There was so little left to do. The background was fine, and Violet’s face was almost complete, but too bland – it lacked something. And then there was Zelah. She could not seem to get Zelah’s face right at all. And every time she tried, the more closely she looked – it didn’t bear thinking about, and yet she couldn’t help herself. She needed time to compose herself. She paused, shoved and nudged from behind. Just a few moments in the ladies’ loos to give herself a good talking to before getting back to work. Not procrastination, merely a question of steeling herself, she thought, heading right, across the flow of workers, towards the bathroom door.

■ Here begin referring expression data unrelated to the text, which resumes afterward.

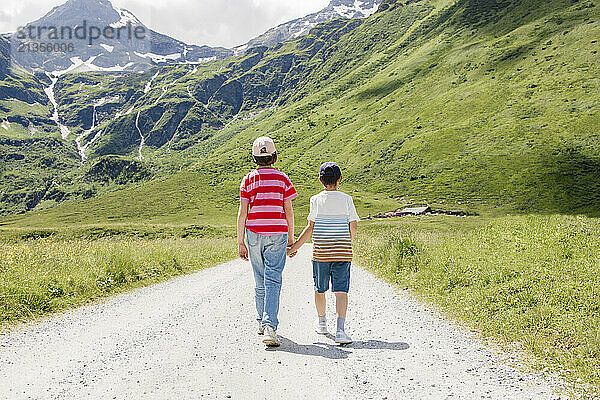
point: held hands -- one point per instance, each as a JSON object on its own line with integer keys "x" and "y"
{"x": 243, "y": 251}
{"x": 292, "y": 249}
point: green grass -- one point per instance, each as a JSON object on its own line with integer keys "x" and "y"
{"x": 41, "y": 276}
{"x": 531, "y": 280}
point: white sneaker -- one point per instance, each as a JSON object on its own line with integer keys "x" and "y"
{"x": 342, "y": 337}
{"x": 321, "y": 327}
{"x": 271, "y": 338}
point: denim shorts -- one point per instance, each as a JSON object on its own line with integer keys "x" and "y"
{"x": 336, "y": 271}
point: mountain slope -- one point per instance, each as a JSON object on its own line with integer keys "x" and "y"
{"x": 301, "y": 26}
{"x": 108, "y": 52}
{"x": 467, "y": 104}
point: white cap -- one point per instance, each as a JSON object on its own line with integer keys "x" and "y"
{"x": 263, "y": 146}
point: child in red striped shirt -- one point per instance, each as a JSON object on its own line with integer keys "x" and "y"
{"x": 266, "y": 222}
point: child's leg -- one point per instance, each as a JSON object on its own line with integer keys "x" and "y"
{"x": 340, "y": 274}
{"x": 257, "y": 261}
{"x": 320, "y": 303}
{"x": 341, "y": 304}
{"x": 321, "y": 274}
{"x": 274, "y": 254}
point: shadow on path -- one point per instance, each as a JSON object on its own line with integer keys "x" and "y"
{"x": 333, "y": 350}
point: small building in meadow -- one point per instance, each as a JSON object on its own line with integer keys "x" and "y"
{"x": 415, "y": 210}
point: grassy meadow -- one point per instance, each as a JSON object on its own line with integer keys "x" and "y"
{"x": 44, "y": 275}
{"x": 530, "y": 280}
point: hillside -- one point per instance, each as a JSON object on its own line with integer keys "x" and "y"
{"x": 490, "y": 104}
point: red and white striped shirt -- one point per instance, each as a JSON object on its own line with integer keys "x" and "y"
{"x": 265, "y": 190}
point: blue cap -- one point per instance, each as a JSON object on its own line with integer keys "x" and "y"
{"x": 330, "y": 169}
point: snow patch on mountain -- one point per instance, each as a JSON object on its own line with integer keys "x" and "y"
{"x": 126, "y": 18}
{"x": 107, "y": 47}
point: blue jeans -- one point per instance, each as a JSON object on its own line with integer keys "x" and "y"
{"x": 267, "y": 256}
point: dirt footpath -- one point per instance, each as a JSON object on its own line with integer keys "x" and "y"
{"x": 194, "y": 337}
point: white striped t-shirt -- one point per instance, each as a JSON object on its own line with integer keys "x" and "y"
{"x": 332, "y": 211}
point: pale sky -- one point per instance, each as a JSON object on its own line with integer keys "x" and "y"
{"x": 202, "y": 22}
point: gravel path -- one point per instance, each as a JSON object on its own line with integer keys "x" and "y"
{"x": 194, "y": 337}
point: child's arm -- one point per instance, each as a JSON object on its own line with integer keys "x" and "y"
{"x": 289, "y": 216}
{"x": 242, "y": 216}
{"x": 353, "y": 229}
{"x": 304, "y": 236}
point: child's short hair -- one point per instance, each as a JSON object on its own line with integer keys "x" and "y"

‘Dame Laura, glad I caught you!’ It was Violet, tugging at her sleeve. ‘Can we talk?’
‘Yes, of course, dear. It will be quieter in here, if a little insalubrious,’ Laura said, opening the bathroom door and ushering Violet inside.
‘I just wondered how long you think it will be until the painting’s ready?’ Violet said.
Gracie Fields became mercifully quiet as the door clicked shut behind them.
‘Hard to say, dear.’
‘Only it’s been a while now, and you did say . . .’
‘One can’t force these things,’ Laura interrupted, taking in the surroundings: liver-spotted mirror, cold white porcelain, dank smell – not quite the same as the ‘throne room’ upstairs. ‘The portrait has to have integrity – it’s hard to explain.’
‘You mean you don’t want it to look fake?’
‘I suppose so. A Laura Knight painting is a Laura Knight painting. It has to be done properly. I don’t want to turn into a pale imitation of myself, just bashing things out, knowing they’ll sell because I put my signature on the bottom. And this one’s not right, not yet. It lacks – it lacks honesty.’
‘It looks pretty good to me.’
‘That’s just it, dear. Pretty good isn’t good enough, nowhere near. When people look at a portrait they need to feel as if they really know the subject: her secrets, dreams and history.’
‘
Is that all? ’Cos I’ll tell you everything about me if it’ll make you hurry up – if it makes the painting finish quicker.’
‘Does it bore you terribly, sitting for me, Violet?’ Laura put her hands on her hips. The girl’s face was a sullen mask and Laura was suddenly irritated with the little chit. Violet Smith didn’t care about truth or beauty. All she cared about was cash. The impertinence of it. Did she not realise that her face would in all likelihood grace the walls of the National Gallery? Most girls would give their eye teeth to have their portrait painted by Dame Laura Knight, no matter how long it took. Laura opened her mouth to say the same when there was a shuffle of feet, and the sound of a flushing toilet. Laura hadn’t realised there was someone else in there with them.
An elderly woman appeared from a cubicle and stood in front of the sink. She still had her curlers in. Without bothering to wash her hands, she took a large mustard-coloured scarf from her overall pocket and began to wrap it round her hair, making faint snuffle-grunts as she reached to fasten it at the front.
‘D’you need help, sweetheart?’ Violet said. The woman replied that she wouldn’t mind, only she’d bashed her shoulder on the reamer yesterday and it was giving her merry hell but she couldn’t afford to take a day off on account of her granddaughter needing new shoes for school. ‘There you go,’ Vi said, deft fingers folding the fabric and pinning it to cover the curlers. The woman said thank you and waddled out, a slice of white noise as the door opened and closed as she went through. That woman is probably older than I am, Laura thought, and coming to work even though she’s hurt and in pain, because she needs the money. Laura thought of Harold, the doctor’s bill, the hotel bill, and the repairs on their London home. It all needed paying for – it all came down to money in the end. Hard cash trumped truth and beauty every time.